Наконец я вышел и побрел по коридору.
Морг расположен в кокетливом здании неподалеку от больницы Бельвю. Много стекла, море искусственной зелени, фотографии цветов над скамейками, на которых беззвучно плачущие несчастные женщины ожидают опознания.
Я направился в справочное бюро. Это тесная комнатка рядом с центральным входом. Из окна открывается чудесный вид на психиатрическое отделение больницы Бельвю.
Талли уже снял отпечаток с указательного пальца, сделал фотографии и произвел остальные необходимые процедуры. Я вручил ему вторую коробку вместе с содержимым и предупредил, что вернусь за результатами, как только поговорю с доктором Альтманом.

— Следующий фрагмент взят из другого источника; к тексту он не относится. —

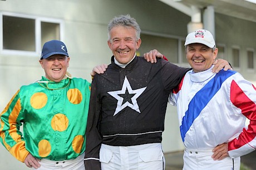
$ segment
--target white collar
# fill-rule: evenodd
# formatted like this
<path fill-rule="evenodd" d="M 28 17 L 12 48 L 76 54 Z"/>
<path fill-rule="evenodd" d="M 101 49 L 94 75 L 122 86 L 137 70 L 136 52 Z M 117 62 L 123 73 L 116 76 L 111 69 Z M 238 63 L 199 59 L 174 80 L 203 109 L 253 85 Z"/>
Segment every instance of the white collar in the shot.
<path fill-rule="evenodd" d="M 211 76 L 216 74 L 215 73 L 213 73 L 211 71 L 214 66 L 214 65 L 212 65 L 210 69 L 198 73 L 194 73 L 193 70 L 189 71 L 189 74 L 190 76 L 190 80 L 195 83 L 200 83 L 208 80 Z"/>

Альтмана я нашел в подвале. Разжигая сигару, он наблюдал, как санитар закрывает одну из ячеек с телом. Вид у него был такой, будто на каталке лежала не молодая девушка, проглотившая тридцать таблеток снотворного, чтобы решить разом все проблемы, а шестьдесят килограммов буженины.
- Что-то тебя не видно в последнее время, - сказал Альтман.
На его руках все еще оставались окровавленные резиновые перчатки. Он курил. Я мельком взглянул на привлекательное лицо девушки и склонил голову. Альтман пожал плечами.
- В Бельвю ей сделали промывание желудка, - сказал он, выдохнув густое облако дыма. - Слишком поздно. Я сделал вскрытие, чтобы посмотреть, нет ли там чего-нибудь кроме снотворного.
Я отвел глаза от его красных перчаток.
- Тебя совсем не видно, - повторил он.
- Не так уж часто я убиваю, - сказал я.
Истинно так. Если мне удавалось приблизиться к преступнику, я предпочитал укладывать его ударом рукоятки пистолета в висок.
- Заходи почаще, - сказал Альтман.
Я никогда не понимал его изысканного юмора.
- Обязательно. Ты видел палец, который прислали сюда вчера?
Он качнул головой.
- Когда его отсекли, женщина была жива?
Он вытащил палец из морозильника.
- Не знаю. Это невозможно определить. - Он поднес палец к носу и принялся водить им справа налево, будто у него в руке была сигара высшего качества, ароматом которой он хотел насладиться перед тем, как закурить. - От него не пахнет формалином, - сказал он, - Но это значит всего лишь, что взяли его не в медицинском институте. Сказать точно, была ли женщина мертва, я не берусь.